The following stability test was performed using the drug prepared in example 4 as a test sample to verify the stability of the compound liquid preparation of the present invention.

High temperature, high humidity and light test

The test method comprises the following steps: 900ml of the sample prepared in example 4 was taken, 10ml of each sample was filled, and each sample was filled in a white glass bottle, sealed, divided into 3 groups, and 30 samples were placed in one group, and each group was placed at a high temperature (60 ℃) for 30 days, at a high humidity (92% ± 5%) for 60 days, and under illumination (illuminance 4500Lx ± 500Lx) for 60 days, and sampling and detection were performed for 10 days, 30 days, and 60 days, respectively, using phenylephrine hydrochloride content as a detection index. The results are shown in Table 1.

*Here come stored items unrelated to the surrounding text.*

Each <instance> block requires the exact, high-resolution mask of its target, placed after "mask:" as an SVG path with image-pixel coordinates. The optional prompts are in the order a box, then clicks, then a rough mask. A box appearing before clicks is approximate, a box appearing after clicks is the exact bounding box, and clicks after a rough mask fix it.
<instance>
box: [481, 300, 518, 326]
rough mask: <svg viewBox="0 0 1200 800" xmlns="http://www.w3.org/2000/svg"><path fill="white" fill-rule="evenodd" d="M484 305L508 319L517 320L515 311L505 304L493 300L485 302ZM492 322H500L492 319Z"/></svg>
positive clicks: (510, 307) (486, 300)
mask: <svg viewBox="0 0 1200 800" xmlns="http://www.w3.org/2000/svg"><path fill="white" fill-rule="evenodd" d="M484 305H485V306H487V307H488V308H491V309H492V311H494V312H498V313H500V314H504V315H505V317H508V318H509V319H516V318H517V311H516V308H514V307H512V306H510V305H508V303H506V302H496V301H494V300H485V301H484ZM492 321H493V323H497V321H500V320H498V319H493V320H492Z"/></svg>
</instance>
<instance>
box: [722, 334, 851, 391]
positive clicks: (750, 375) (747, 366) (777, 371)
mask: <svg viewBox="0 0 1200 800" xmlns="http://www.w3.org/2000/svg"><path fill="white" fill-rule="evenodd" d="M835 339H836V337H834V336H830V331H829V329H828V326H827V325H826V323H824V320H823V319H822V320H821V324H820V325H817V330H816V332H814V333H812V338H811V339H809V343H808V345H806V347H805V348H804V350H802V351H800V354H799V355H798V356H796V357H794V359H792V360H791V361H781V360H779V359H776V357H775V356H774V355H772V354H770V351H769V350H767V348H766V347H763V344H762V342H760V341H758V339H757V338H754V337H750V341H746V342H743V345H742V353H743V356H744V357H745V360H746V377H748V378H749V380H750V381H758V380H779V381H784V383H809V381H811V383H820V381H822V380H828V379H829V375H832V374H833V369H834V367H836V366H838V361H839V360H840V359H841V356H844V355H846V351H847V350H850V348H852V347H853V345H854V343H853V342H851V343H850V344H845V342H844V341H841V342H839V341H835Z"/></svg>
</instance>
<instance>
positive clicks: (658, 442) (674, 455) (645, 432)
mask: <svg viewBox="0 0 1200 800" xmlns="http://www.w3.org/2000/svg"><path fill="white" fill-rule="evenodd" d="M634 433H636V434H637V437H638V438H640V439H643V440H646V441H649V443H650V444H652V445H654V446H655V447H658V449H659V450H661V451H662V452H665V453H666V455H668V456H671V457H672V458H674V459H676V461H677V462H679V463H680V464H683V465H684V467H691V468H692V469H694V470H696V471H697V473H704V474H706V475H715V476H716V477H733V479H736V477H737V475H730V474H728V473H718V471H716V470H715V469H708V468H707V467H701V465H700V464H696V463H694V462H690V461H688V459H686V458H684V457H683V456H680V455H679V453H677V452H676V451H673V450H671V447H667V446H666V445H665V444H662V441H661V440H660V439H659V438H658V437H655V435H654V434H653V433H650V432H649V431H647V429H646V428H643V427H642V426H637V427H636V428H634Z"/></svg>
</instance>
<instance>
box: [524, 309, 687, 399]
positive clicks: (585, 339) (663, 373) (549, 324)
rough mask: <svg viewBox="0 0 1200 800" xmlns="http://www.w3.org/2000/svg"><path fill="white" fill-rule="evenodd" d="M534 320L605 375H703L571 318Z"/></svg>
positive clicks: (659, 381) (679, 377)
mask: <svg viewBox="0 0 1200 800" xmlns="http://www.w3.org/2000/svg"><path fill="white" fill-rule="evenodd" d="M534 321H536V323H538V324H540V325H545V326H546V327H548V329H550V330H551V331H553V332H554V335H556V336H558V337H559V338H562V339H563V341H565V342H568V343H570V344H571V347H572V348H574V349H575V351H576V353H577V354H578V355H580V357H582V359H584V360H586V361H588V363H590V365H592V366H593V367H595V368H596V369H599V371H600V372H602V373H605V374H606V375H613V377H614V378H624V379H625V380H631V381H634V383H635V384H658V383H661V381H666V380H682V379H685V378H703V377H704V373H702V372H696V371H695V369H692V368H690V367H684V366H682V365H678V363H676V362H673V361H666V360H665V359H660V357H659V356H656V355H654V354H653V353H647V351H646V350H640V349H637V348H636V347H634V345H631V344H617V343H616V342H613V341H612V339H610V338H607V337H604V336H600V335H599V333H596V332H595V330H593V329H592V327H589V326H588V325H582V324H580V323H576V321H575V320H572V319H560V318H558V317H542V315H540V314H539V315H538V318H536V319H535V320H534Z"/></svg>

TABLE 1 table of samples tested under high temperature, high humidity and light conditions

The results show that: the invention is stored at the high temperature of 60 ℃, so that the phenylephrine hydrochloride content is obviously reduced; the content change is not obvious under the conditions of high humidity and illumination. The invention is demonstrated that the invention can be preserved under the condition of normal temperature.